Lemonade Inc. (LMND) saw its stock fall 40.3% in March 2026, driven by deteriorating underwriting results and a sharp increase in loss reserves. The decline reflects growing investor skepticism about the company's path to profitability.
- Lemonade (LMND) stock declined 40.3% in March 2026
- Q1 2026 loss ratio rose to 78.2%, up from 63.5% YoY
- Loss reserves increased by 22% to $1.07 billion
- Net loss for Q1 reached $112 million, up from $43 million
- SQQQ rose 26.4% in the same period
- IWM dropped 12.3% amid broader small-cap sell-off
Lemonade Inc. (LMND) experienced a steep 40.3% drop in share price during March 2026, marking one of the sharpest monthly declines in the company’s history.
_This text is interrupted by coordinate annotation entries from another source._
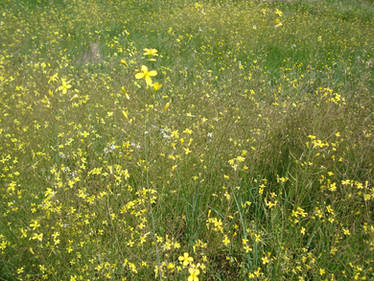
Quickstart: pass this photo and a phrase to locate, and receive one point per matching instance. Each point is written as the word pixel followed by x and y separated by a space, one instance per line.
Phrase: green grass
pixel 253 161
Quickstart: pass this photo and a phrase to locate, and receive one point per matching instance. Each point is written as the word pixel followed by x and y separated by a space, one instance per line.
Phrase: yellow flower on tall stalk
pixel 146 75
pixel 194 272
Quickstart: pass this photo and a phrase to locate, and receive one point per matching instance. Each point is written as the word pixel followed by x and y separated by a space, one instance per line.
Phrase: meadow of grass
pixel 185 140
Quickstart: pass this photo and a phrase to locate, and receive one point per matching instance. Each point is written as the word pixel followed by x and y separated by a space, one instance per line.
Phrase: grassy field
pixel 184 140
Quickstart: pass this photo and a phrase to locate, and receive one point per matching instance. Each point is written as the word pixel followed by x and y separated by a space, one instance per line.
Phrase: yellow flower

The sell-off followed the release of its Q1 2026 financial results, which revealed a significant widening in its loss ratio to 78.2%, up from 63.5% in the same period the prior year. This deterioration signals mounting challenges in predicting and managing claims, particularly in its property insurance segment. The company reported $112 million in net losses for the quarter, compared to a $43 million loss in Q1 2025, despite $580 million in gross written premiums—up 11% year-over-year. Management cited higher-than-expected weather-related claims and a 22% increase in loss reserves to $1.07 billion, reflecting a more conservative assessment of future liabilities. These developments undermined investor confidence in Lemonade’s ability to scale sustainably while maintaining underwriting discipline. The stock decline had ripple effects across related markets. The ProShares Short QQQ ETF (SQQQ), which targets short exposure to the Nasdaq-100, rose 26.4% in the same period, indicating broad-based market pessimism toward high-growth tech stocks. Similarly, the iShares Russell 2000 ETF (IWM), which tracks small-cap equities, dropped 12.3%, underscoring the broader risk-off sentiment affecting smaller technology and fintech firms with unproven profit models.